Die Manipulation eines Videos lasse sich zum Beispiel an leichtem Rauschen in der Audiospur oder Auffälligkeiten im Bild, wie einem verwaschenen Mund, erkennen. Im Biden-Video aber gebe es keine Hinweise dieser Art. «Dann fällt auf, dass die Stimmmelodie sehr gut zum Gesprochenen passt», erklärte Müller weiter. Algorithmen könnten monotone Stimmen gut nachmachen, emotionale Reden - wie die von Biden - hingegen seien sehr schwer zu simulieren. Auch das Blinzel-Argument hält Müller für hinfällig: «KI‘s können blinzeln», sagte er.

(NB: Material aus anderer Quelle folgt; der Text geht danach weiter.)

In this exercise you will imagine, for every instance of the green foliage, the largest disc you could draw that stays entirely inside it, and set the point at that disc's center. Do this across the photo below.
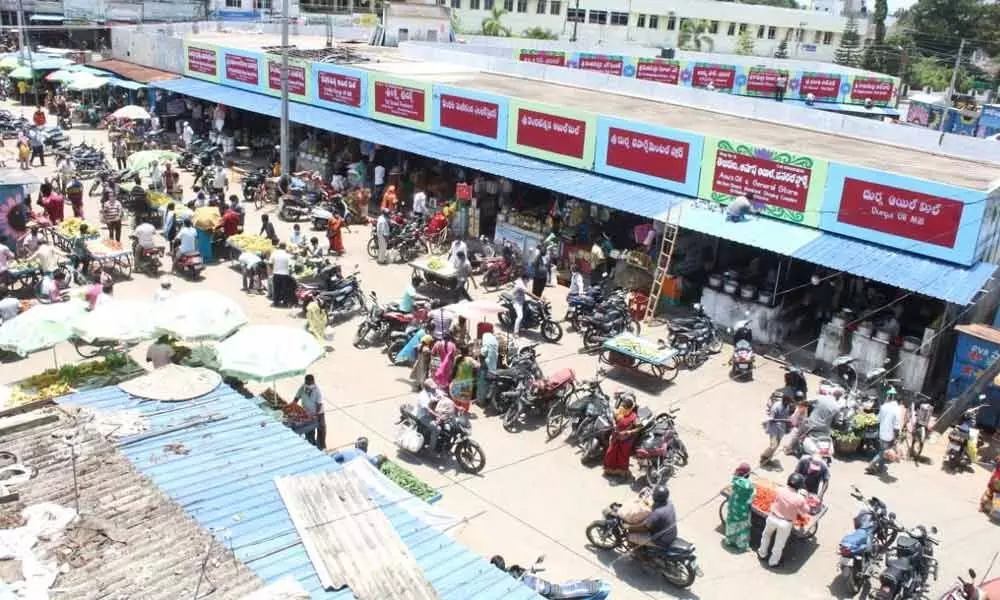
(537, 33)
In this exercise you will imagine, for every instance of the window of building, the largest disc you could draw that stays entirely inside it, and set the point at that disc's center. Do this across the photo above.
(598, 17)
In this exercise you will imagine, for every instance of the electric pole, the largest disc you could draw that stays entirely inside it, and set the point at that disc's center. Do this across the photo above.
(285, 141)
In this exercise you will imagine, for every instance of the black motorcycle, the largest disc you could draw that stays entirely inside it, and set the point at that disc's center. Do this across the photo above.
(454, 436)
(537, 315)
(912, 563)
(677, 564)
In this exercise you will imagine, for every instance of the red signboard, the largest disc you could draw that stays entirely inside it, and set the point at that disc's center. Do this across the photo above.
(243, 69)
(552, 133)
(896, 211)
(820, 85)
(648, 154)
(770, 182)
(601, 63)
(399, 101)
(765, 81)
(296, 78)
(659, 70)
(720, 76)
(468, 115)
(202, 60)
(877, 89)
(341, 89)
(543, 57)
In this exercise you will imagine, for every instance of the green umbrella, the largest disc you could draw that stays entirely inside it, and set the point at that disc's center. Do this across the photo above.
(41, 327)
(140, 161)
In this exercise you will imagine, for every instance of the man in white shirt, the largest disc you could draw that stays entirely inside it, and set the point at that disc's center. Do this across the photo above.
(889, 424)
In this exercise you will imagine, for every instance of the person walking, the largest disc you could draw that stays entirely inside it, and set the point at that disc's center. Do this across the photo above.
(310, 398)
(738, 509)
(889, 424)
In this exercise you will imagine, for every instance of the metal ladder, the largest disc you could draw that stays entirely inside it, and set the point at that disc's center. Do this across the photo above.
(662, 269)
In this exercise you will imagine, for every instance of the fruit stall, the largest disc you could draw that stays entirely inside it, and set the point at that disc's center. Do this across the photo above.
(765, 491)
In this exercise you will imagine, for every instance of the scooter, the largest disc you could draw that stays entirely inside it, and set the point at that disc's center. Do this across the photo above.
(574, 589)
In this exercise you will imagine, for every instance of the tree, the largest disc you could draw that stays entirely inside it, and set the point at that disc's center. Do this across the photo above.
(782, 51)
(694, 35)
(537, 33)
(848, 53)
(493, 24)
(744, 44)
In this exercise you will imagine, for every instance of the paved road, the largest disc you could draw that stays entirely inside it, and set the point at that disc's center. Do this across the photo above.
(535, 497)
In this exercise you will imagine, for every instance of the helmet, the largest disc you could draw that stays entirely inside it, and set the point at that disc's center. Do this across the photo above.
(660, 495)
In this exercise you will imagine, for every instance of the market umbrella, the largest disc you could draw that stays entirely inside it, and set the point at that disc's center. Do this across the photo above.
(140, 161)
(40, 327)
(131, 112)
(199, 315)
(268, 352)
(118, 320)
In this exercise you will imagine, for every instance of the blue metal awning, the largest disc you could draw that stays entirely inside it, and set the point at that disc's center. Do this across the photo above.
(615, 194)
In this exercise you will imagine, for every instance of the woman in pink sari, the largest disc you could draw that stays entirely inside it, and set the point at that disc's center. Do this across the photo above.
(443, 355)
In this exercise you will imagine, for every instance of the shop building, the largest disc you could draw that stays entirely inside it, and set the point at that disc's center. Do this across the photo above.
(873, 249)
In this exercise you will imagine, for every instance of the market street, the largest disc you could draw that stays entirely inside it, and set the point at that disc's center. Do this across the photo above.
(534, 497)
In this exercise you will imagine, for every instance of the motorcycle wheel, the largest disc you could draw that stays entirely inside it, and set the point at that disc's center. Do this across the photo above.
(470, 456)
(600, 536)
(361, 336)
(551, 331)
(679, 574)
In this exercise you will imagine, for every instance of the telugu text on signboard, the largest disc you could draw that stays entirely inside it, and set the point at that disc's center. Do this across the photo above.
(770, 182)
(900, 212)
(337, 88)
(469, 115)
(648, 154)
(552, 133)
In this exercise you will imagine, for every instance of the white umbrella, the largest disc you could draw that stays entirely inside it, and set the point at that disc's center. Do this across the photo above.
(199, 315)
(40, 327)
(131, 112)
(268, 352)
(119, 320)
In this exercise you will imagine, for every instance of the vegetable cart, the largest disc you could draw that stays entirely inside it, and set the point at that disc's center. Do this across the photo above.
(629, 351)
(765, 489)
(111, 256)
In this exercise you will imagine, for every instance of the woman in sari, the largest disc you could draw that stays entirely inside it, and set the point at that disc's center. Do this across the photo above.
(738, 509)
(443, 361)
(622, 439)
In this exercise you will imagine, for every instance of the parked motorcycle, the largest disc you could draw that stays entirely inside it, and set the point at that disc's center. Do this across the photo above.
(912, 563)
(537, 315)
(678, 564)
(574, 589)
(454, 437)
(875, 530)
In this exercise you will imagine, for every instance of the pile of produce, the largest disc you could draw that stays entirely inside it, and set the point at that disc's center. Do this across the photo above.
(407, 481)
(71, 228)
(257, 244)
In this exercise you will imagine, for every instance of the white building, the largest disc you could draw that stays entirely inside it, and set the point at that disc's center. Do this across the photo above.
(811, 34)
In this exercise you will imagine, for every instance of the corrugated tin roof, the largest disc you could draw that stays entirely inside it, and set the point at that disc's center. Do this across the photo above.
(160, 550)
(225, 481)
(613, 193)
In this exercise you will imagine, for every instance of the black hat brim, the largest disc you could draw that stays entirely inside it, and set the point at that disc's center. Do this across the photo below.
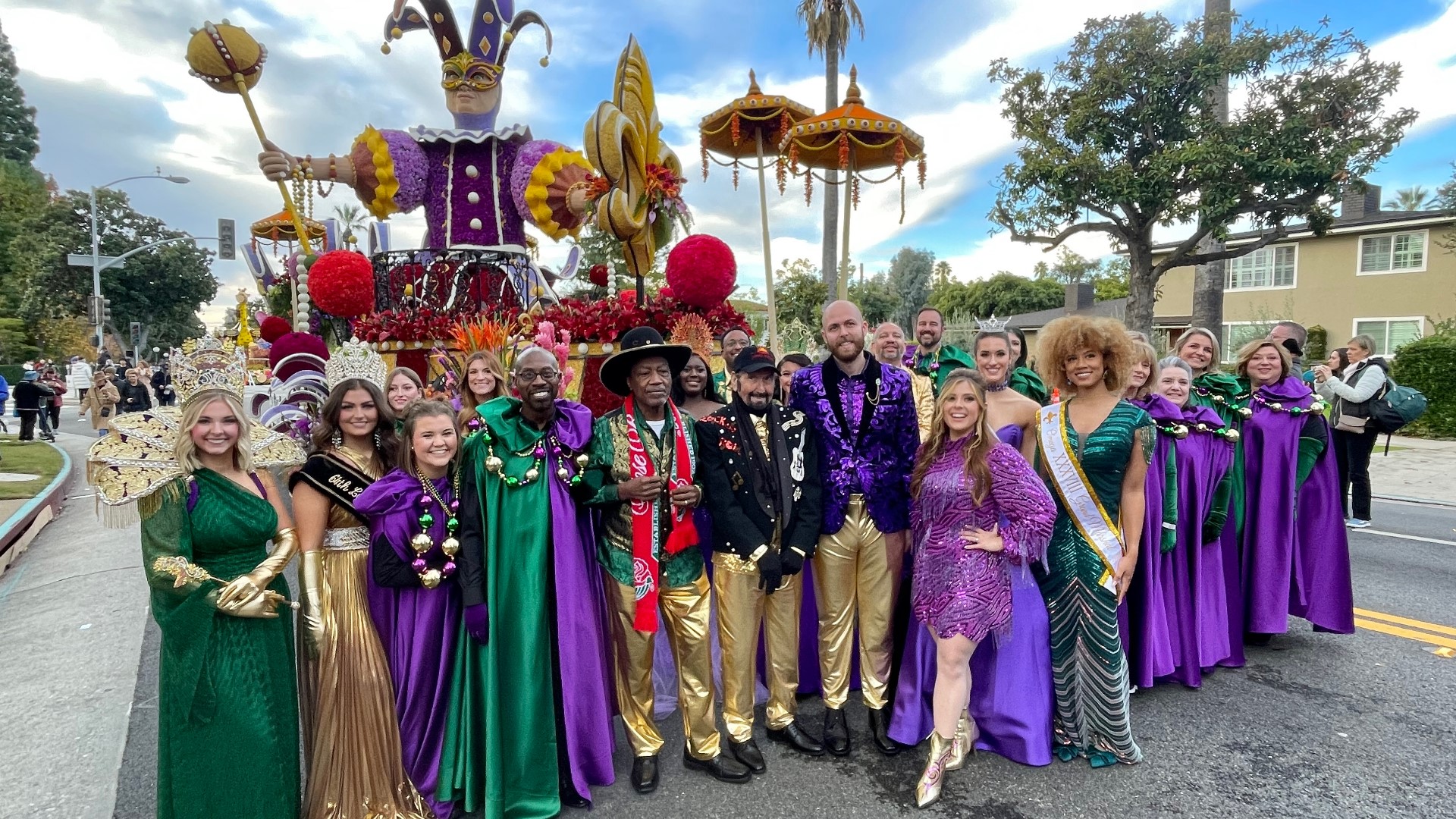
(615, 369)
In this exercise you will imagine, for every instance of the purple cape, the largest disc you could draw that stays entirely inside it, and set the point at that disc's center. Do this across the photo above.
(419, 630)
(1296, 556)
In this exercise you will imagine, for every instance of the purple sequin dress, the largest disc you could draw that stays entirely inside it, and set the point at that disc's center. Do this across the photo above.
(967, 592)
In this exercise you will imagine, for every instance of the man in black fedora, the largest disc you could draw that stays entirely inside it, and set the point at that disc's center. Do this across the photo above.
(761, 468)
(642, 474)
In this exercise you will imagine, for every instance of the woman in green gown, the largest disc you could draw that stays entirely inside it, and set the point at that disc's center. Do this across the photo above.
(1095, 447)
(228, 701)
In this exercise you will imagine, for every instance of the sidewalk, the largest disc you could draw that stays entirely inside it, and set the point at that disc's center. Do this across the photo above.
(1416, 468)
(72, 613)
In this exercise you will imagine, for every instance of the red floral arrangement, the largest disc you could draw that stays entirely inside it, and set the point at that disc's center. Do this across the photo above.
(343, 283)
(607, 319)
(273, 328)
(405, 325)
(702, 270)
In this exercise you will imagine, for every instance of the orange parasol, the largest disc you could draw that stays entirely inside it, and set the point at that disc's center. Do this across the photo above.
(854, 139)
(739, 131)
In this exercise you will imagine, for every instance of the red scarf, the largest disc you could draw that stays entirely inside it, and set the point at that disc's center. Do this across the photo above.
(645, 532)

Im Durchschnitt blinzelt ein Mensch ungefähr zwölf mal pro Minute, wie die Deutsche Ophthalmologische Gesellschaft (DOG) der Deutschen Presse-Agentur auf Anfrage mitteilte. Demnach schließen sich die Augenlider etwa alle fünf Sekunden für einen ganz kurzen Moment. Eine genaue Untersuchung des Videos zeigt, dass Biden teilweise mehr als 20 Sekunden, ab Minute 3:13 sogar mehr als 50 Sekunden lang nicht blinzelt. Auch wenn 30 Sekunden ohne Blinzeln unter normalen Umständen relativ lang ist, deutet das nach Angaben eines DOG-Sprechers nicht auf eine Fälschung hin.

Dem Sprecher zufolge verlangsamt sich die Blinzelfrequenz zum Beispiel bei angestrengtem Lesen (auch hier). Während seiner Rede bewegt Biden seine Augen leicht von rechts nach links. Es ist daher anzunehmen, dass er von einem Teleprompter abliest. Darüber hinaus lässt die Blinzelfrequenz laut DOG im hohen Alter oft nach. Joe Biden ist 79 Jahre alt - auch das könnte das überdurchschnittlich lange Offenhalten seiner Augen erklären.

In dem elf Minuten langen Video hält der Demokrat eine Rede anlässlich einer Konferenz der National Organization of Black Law Enforcement Executives (Nationale Organisation Schwarzer Strafverfolgungsbeamter). Der US-Präsident spricht darin unter anderem über den Sturm auf das Kapitol vom 6. Januar 2021.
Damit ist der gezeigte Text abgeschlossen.